Regex patterns to match the ribosomal genes. Default is c("RP[SL]\\d+\\w{0,1}\\d*$", "Rp[sl]\\d+\\w{0,1}\\d*$", "rp[sl]\\d+\\w{0,1}\\d*$").

ribo_gene

A defined ribosomal genes. If features provided, will ignore the ribo_pattern matching. Default is NULL.

ribo_mito_ratio_range

A numeric vector specifying the range of ribosomal/mitochondrial gene expression ratios for ribo_mito_ratio outlier cells. Default is c(1, Inf).

species

Species used as the suffix of the QC metrics. The first is the species of interest. Default is NULL.

species_gene_prefix

Species gene prefix used to calculate QC metrics for each species. Default is NULL.

species_percent

Percentage of UMI counts of the first species. Cells that exceed this threshold will be considered as kept. Default is 95.

seed

Random seed for reproducibility.
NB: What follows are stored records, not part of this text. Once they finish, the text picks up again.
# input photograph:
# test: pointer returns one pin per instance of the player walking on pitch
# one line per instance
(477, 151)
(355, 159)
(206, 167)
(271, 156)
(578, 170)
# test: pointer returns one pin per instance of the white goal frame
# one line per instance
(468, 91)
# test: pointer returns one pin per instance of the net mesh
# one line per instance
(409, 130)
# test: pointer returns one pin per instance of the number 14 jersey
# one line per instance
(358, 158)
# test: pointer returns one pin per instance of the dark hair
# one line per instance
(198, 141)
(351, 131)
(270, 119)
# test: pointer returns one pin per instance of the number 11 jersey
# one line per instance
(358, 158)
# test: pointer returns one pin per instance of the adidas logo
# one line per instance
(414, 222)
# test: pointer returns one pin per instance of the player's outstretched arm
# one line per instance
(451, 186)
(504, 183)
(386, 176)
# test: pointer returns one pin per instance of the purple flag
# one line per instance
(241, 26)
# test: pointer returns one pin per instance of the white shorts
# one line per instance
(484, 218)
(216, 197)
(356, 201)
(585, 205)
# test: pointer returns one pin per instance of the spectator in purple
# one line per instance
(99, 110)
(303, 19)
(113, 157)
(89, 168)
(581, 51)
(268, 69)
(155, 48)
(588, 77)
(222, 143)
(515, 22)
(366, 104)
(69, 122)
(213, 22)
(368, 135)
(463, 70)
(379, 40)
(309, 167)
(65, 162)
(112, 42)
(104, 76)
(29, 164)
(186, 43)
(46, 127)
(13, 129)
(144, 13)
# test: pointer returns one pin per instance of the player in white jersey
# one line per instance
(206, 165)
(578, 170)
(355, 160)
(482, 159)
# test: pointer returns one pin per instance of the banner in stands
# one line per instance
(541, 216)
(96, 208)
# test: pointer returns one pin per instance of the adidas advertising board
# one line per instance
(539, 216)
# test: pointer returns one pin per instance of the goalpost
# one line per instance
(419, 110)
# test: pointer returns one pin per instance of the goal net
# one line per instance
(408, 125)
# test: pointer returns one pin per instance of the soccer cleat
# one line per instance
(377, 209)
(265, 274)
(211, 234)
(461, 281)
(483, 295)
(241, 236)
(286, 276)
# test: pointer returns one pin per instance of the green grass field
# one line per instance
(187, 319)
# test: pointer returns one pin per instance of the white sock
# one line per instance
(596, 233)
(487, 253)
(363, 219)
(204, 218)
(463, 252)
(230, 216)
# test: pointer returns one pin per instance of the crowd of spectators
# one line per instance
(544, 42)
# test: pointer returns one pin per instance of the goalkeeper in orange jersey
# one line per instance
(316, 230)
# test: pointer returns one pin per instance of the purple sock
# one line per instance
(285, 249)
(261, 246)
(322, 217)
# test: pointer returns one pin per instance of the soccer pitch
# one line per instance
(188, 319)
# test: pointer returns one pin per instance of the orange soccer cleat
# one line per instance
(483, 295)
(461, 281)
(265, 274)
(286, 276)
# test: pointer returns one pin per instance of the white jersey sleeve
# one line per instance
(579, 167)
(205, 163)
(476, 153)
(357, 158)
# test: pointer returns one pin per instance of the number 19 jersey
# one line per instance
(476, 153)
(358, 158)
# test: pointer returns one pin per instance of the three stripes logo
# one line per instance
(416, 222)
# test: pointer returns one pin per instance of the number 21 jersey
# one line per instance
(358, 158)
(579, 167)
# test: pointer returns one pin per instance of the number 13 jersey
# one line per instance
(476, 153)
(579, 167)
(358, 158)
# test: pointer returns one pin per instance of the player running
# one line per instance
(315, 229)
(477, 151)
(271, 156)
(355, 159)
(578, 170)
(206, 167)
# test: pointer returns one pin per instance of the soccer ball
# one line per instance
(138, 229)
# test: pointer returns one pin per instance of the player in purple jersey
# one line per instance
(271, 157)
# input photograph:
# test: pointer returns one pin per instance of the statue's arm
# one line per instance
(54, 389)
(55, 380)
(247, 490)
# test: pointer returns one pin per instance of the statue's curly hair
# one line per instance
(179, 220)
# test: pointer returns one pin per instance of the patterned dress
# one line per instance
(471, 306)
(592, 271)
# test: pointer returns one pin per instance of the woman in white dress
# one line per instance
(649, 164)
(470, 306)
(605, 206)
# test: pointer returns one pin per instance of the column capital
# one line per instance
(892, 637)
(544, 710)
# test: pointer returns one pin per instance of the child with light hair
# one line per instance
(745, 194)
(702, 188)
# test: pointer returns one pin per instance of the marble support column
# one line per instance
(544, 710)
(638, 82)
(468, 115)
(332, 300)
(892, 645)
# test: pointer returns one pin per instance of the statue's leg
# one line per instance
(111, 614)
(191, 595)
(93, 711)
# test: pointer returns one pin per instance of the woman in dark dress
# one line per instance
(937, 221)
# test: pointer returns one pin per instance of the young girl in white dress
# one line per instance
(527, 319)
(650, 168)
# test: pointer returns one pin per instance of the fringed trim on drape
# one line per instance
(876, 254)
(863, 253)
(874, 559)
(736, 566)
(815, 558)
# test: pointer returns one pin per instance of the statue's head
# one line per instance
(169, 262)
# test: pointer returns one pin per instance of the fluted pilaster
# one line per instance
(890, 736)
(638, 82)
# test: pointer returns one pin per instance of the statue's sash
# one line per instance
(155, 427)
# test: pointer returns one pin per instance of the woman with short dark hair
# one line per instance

Default is 11.

Value

Returns Seurat object with the QC results stored in the meta.data layer.

Examples

data(pancreas_sub)
pancreas_sub <- standard_scop(pancreas_sub)
#>  [2026-03-20 09:12:37] Start standard scop workflow...
#>  [2026-03-20 09:12:37] Checking a list of <Seurat>...
#> ! [2026-03-20 09:12:37] Data 1/1 of the `srt_list` is "unknown"
#>  [2026-03-20 09:12:37] Perform `NormalizeData()` with `normalization.method = 'LogNormalize'` on 1/1 of `srt_list`...
#>  [2026-03-20 09:12:39] Perform `Seurat::FindVariableFeatures()` on 1/1 of `srt_list`...
#>  [2026-03-20 09:12:40] Use the separate HVF from `srt_list`
#>  [2026-03-20 09:12:40] Number of available HVF: 2000
#>  [2026-03-20 09:12:40] Finished check
#>  [2026-03-20 09:12:41] Perform `Seurat::ScaleData()`
#>  [2026-03-20 09:12:41] Perform pca linear dimension reduction
#>  [2026-03-20 09:12:42] Perform `Seurat::FindClusters()` with `cluster_algorithm = 'louvain'` and `cluster_resolution = 0.6`
#>  [2026-03-20 09:12:42] Reorder clusters...
#>  [2026-03-20 09:12:42] Perform umap nonlinear dimension reduction
#>  [2026-03-20 09:12:42] Perform umap nonlinear dimension reduction using Standardpca (1:50)
#>  [2026-03-20 09:12:46] Perform umap nonlinear dimension reduction using Standardpca (1:50)
#>  [2026-03-20 09:12:50] Run scop standard workflow completed
pancreas_sub <- RunCellQC(pancreas_sub)
#>  [2026-03-20 09:12:50] Data type is raw counts
#>  [2026-03-20 09:12:51] Data type is raw counts
#>  [2026-03-20 09:12:51] Data type is raw counts
#>  [2026-03-20 09:16:55] Data type is raw counts
#>  [2026-03-20 09:19:36] Running decontX
#>  [2026-03-20 09:19:48] decontX contamination (median/mean/max): 0.0136 / 0.1628 / 0.7465
#>  [2026-03-20 09:19:48] decontX assay stored as decontXcounts
#>  [2026-03-20 09:19:48] decontX decontamination completed
#>  [2026-03-20 09:19:48] decontX contamination estimates stored; no cells filtered because `decontX_threshold` is "NULL".
#>  [2026-03-20 09:19:49] ● Total cells: 1000
#> 957 cells remained
#> 43 cells filtered out:
#> 20 potential doublets
#> 0 high-contamination cells
#> 23 outlier cells
#> 0 low-UMI cells
#> 0 low-gene cells
#> 0 high-mito cells
#> 0 high-ribo cells
#> 0 ribo_mito_ratio outlier cells
#> 0 species-contaminated cells

CellStatPlot(
  pancreas_sub,
  stat.by = c(
    "db_qc", "decontX_qc", "outlier_qc",
    "umi_qc", "gene_qc",
    "mito_qc", "ribo_qc",
    "ribo_mito_ratio_qc",
    "species_qc"
  ),
  plot_type = "upset",
  stat_level = "Fail"
)
#> ! [2026-03-20 09:19:49] `stat_type` is forcibly set to "count" when plot "sankey", "chord", "venn", and "upset"
#> `geom_line()`: Each group consists of only one observation.
#>  Do you need to adjust the group aesthetic?
#> `geom_line()`: Each group consists of only one observation.
#>  Do you need to adjust the group aesthetic?